Sob o acordo, Israel concorda em suspender a declaração de soberania sobre áreas da Cisjordânia que constam no projeto de anexação do território ?ao menos por um período.

Uma autoridade do país disse à Reuters que o plano ainda está na agenda e que a Casa Branca "nos pediu para suspender temporariamente o anúncio [da soberania] para que o acordo pudesse ser implementado".

Da parte dos Emirados Árabes Unidos, a decisão intensifica a campanha internacional do país para ser visto como um símbolo de tolerância no Oriente Médio, embora o país seja liderado por autocratas.

Israel assinou acordos de paz com o Egito em 1979 e com a Jordânia em 1994. Mas os Emirados Árabes Unidos, junto com a maioria das outras nações árabes, não reconheciam nem mantinham relações diplomáticas ou econômicas formais com os israelenses até agora.

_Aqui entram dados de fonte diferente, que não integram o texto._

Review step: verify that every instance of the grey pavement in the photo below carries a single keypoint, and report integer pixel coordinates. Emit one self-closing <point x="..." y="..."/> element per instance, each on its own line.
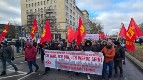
<point x="131" y="72"/>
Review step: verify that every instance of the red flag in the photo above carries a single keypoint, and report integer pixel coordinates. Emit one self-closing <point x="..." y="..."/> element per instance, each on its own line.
<point x="131" y="34"/>
<point x="102" y="35"/>
<point x="4" y="32"/>
<point x="130" y="46"/>
<point x="133" y="31"/>
<point x="71" y="34"/>
<point x="81" y="32"/>
<point x="46" y="33"/>
<point x="34" y="28"/>
<point x="122" y="31"/>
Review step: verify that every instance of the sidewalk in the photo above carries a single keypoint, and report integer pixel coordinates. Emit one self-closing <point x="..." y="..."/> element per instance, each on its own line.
<point x="138" y="63"/>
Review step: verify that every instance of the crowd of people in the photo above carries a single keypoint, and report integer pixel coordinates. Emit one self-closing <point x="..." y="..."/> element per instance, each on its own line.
<point x="114" y="54"/>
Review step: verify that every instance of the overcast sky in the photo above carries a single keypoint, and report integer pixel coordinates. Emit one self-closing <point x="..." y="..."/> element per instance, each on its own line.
<point x="111" y="13"/>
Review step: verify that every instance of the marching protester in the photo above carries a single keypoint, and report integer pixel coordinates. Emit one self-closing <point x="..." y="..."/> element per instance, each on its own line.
<point x="88" y="47"/>
<point x="17" y="45"/>
<point x="109" y="53"/>
<point x="6" y="55"/>
<point x="30" y="55"/>
<point x="119" y="57"/>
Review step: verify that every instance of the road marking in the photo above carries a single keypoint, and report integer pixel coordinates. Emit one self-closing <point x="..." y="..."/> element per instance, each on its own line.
<point x="26" y="76"/>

A nova declaração também prevê acordos bilaterais para "investimentos, turismo, voos diretos, segurança, telecomunicações, tecnologia, energia, saúde, cultura, ambiente e estabelecimento de embaixadas" e, para concretizar essa parte do trato, delegações dos dois países se reunirão nas próximas semanas.

Israel e Emirados Árabes Unidos ainda anunciaram a decisão de "expandir e acelerar a cooperação em relação ao tratamento e ao desenvolvimento de uma vacina para o coronavírus". "Trabalhando juntos, esses esforços ajudarão a salvar vidas de muçulmanos, judeus e cristãos em toda a região."

Semanas antes, Netanyahu havia anunciado uma parceria com o país contra a Covid-19, classificando o esforço como uma mudança nas relações com os Emirados. Em troca, porém, viu os árabes emitirem uma declaração modesta, em que o trato era descrito como um acordo entre empresas privadas.

Enquanto o premiê de Israel definiu o anúncio desta quinta como um "dia histórico" e o secretário de Estado americano, Mike Pomeo, comparou o acordo com os tratados de paz firmados por Israel com o Egito e a Jordânia, o movimento islâmico palestino Hamas, que detém o poder no Faixa de Gaza, disse que o pacto representa um "cheque em branco" para a ocupação da Cisjordânia.

"Rejeitamos e condenamos este acordo. Não ajuda a causa palestina e é visto como uma continuação da negação dos direitos do povo palestino", disse Hazem Qasem, porta-voz do Hamas.

Na mesma direção, a agência de notícias iraniana Tasnim chamou o acordo de vergonhoso. Mahmoud Abbas, presidente da Autoridade Nacional Palestina, por sua vez, convocou uma reunião de emergência.

Já o secretário-geral da ONU, o português António Guterres, por outro lado, deu boas-vindas a "qualquer iniciativa que promova a paz e a segurança no Oriente Médio", afirmou ele, por meio de um porta-voz.

Os Emirados Árabes Unidos disseram que seguirão como um forte apoiador dos palestinos e que o acordo mantém a viabilidade de uma solução para o conflito com Israel que defenda a existência de dois Estados.

No Salão Oval, Trump disse que acordos similares estão sendo discutidos com outros países na região e que uma cerimônia de assinatura do tratado será realizada na Casa Branca nas próximas semanas.

"Todos disseram que seria impossível", afirmou o presidente. "Depois de 49 anos, Israel e Emirados Árabes Unidos vão normalizar suas relações diplomáticas."